YouTube has grown from a place to upload “frat boy” gag videos to becoming a co-host for U.S. presidential primary debates. Along the way, we’ve come to respect YouTube as a major media force in the Attention Age. It’s a Web 2.0 success story that has paid off “big time” for its creators and continues to pay off for its fans.

Respect for YouTube came after the attention. But that’s not always the case.

There is our infamous attention hog, Paris Hilton. You’d be hard-pressed to find anyone who respects her, yet she holds the attention of a celebrity-driven media and society. We’re still not sure why

So how does all of this apply to your online business? I’ll let you decide by considering this question.

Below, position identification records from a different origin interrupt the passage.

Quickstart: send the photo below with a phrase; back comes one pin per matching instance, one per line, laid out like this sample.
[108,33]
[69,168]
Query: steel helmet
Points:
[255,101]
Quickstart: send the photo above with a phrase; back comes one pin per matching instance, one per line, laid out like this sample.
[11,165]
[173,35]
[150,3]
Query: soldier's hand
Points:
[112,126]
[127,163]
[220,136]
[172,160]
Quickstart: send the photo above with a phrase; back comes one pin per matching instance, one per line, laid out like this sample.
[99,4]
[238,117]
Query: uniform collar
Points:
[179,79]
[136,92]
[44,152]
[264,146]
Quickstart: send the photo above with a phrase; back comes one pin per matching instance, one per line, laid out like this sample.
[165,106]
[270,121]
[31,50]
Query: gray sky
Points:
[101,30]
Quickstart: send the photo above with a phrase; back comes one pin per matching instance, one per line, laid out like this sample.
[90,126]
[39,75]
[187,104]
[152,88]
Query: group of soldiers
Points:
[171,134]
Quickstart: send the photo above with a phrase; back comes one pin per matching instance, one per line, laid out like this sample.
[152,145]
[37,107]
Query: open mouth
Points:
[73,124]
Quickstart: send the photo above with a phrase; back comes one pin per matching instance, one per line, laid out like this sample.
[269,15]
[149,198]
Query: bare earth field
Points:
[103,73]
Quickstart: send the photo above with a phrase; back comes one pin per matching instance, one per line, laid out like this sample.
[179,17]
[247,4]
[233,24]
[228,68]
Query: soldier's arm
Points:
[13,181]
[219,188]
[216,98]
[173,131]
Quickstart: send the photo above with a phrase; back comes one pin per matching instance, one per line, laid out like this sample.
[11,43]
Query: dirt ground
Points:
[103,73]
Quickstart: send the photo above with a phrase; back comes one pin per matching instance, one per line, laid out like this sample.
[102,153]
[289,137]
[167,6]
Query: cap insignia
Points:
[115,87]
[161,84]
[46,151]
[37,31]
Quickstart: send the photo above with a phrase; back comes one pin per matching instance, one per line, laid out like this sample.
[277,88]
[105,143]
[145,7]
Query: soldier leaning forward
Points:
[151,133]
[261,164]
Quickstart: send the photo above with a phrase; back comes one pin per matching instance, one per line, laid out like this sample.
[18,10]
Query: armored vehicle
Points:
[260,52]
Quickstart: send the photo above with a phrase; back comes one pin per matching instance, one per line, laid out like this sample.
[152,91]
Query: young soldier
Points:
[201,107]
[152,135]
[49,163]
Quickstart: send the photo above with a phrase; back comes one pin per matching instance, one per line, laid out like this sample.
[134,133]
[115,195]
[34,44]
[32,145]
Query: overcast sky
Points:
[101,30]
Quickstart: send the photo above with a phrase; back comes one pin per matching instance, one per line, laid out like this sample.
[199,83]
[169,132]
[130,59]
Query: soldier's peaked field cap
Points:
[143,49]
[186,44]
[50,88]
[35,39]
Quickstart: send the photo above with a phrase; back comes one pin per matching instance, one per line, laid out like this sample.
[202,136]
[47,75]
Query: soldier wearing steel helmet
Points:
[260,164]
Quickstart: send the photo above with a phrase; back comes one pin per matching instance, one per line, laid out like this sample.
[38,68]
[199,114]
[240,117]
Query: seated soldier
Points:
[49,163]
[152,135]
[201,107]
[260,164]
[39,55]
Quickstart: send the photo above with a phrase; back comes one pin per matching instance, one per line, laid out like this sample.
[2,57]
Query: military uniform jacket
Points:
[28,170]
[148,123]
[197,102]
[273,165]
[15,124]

In the absence of having both, would you rather have respect or attention?

I encourage you to give the question serious thought and share your comments with my blog readers. Respect and attention are not mutually exclusive, but if given the choice, which one would you prefer for yourself and your business?

As you think about that, I’ll leave you with another joke from Rodney Dangerfield, who died in 2004.

“My fan club broke up. The guy died.”

Who knows, with more respect and greater attention, that “fan club” may still be alive

So what would you do if 100,000 prospects turned their attention to your online business today?

Would they still respect you in the morning?

Better yet, could you convince them to become your customers?